Challis, Aha! You have correctly identified the problem of language, it has severe limitations. Can any language every really capture the meaning we try to share? I should say not. At the same time, we cannot not communicate.

We need words, but words get us into trouble at the speed of sound.

You make a great point!

Challis said...

Are definitions helpful? You're blog got me thinking. Is defining religiousness or spriritualness helpful in creating better people? how bout christians people? You ask what I would choose, to oppress someone with my religion, or worship anything that I like. I don't want either, can I abandon fully both definitions, and the term "christianity" while still clinging to Christ and following the Bible? I shy away from these terms I find. I know what I am (a follower of Christ) but these terms seem to confuse others. When people ask if I'm religious, I say "I don't like that term. I AM a Christian" and the term "spiritualiy" is so focused on emotions and feelings, that I sometimes wonder if who Christ is gets totally lost in the self-focused aspect. Words are funny.

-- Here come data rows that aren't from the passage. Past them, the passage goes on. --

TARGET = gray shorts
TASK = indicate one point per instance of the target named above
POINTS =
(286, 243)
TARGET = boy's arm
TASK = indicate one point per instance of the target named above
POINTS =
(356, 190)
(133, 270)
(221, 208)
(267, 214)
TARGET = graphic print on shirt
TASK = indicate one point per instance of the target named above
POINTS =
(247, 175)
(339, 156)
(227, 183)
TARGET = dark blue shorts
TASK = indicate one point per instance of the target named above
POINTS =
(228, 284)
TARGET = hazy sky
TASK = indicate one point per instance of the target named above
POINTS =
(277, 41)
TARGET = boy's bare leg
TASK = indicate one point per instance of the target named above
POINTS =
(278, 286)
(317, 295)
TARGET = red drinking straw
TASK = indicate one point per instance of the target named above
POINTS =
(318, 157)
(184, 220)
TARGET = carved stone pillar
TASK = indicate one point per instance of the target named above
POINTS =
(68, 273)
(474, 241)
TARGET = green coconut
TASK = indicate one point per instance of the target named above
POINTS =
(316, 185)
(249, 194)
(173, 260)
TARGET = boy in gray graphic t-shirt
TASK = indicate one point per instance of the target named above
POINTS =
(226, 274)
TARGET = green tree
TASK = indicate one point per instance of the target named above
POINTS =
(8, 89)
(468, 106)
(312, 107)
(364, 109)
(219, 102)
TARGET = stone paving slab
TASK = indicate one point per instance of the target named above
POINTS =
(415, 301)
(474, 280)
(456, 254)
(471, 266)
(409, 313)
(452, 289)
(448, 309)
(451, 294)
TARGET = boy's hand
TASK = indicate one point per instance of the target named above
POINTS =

Those are my random thoughts for the day.

David U said...

Chris, great post! Your topic is very much on my mind and heart at present because I am reading Phillip Yancey's book about how he survived the church. Having grown up in similar circumstances, the book almost sounds biographical for me.

I tend to be skeptical about the deeply religious person becoming spiritual, but I am reminded of scripture that declares very bluntly "Nothing is impossible with God"! :) Your are correct in saying that BOTH extremes are not what God wants from us. The deeply religious person scares me more though, because many times they seem to communicate they don't need God or a Savior. I have heard Jim Woodroof say that if you teach "the church", it will produce pride. I believe the religious people you described are full of pride, and I see that as a bigger hurdle than any spiritual person may have to overcome from that side. At least the spiritual person acknowledges that it is not about them, and that there is a higher power. Again, I agree with you that one is just as far from God as the other. But as Rubel Shelly and John York communicated so vividly in "The Jesus Proposal", isn't there something to be said for those headed in the direction of God as opposed to those who are at best stuck in the same place, and at worse headed AWAY from God? I believe it would be easier to share the Gospel with a spiritual person than a religious one. The number of converts from Africa compared to those from Europe may have something to do with that.

Anyway, thanks for causing us to stretch and think.....and to take inventory of my own relationship with the Father. I can't think of a better way to start my day! Thanks for giving us that blessing!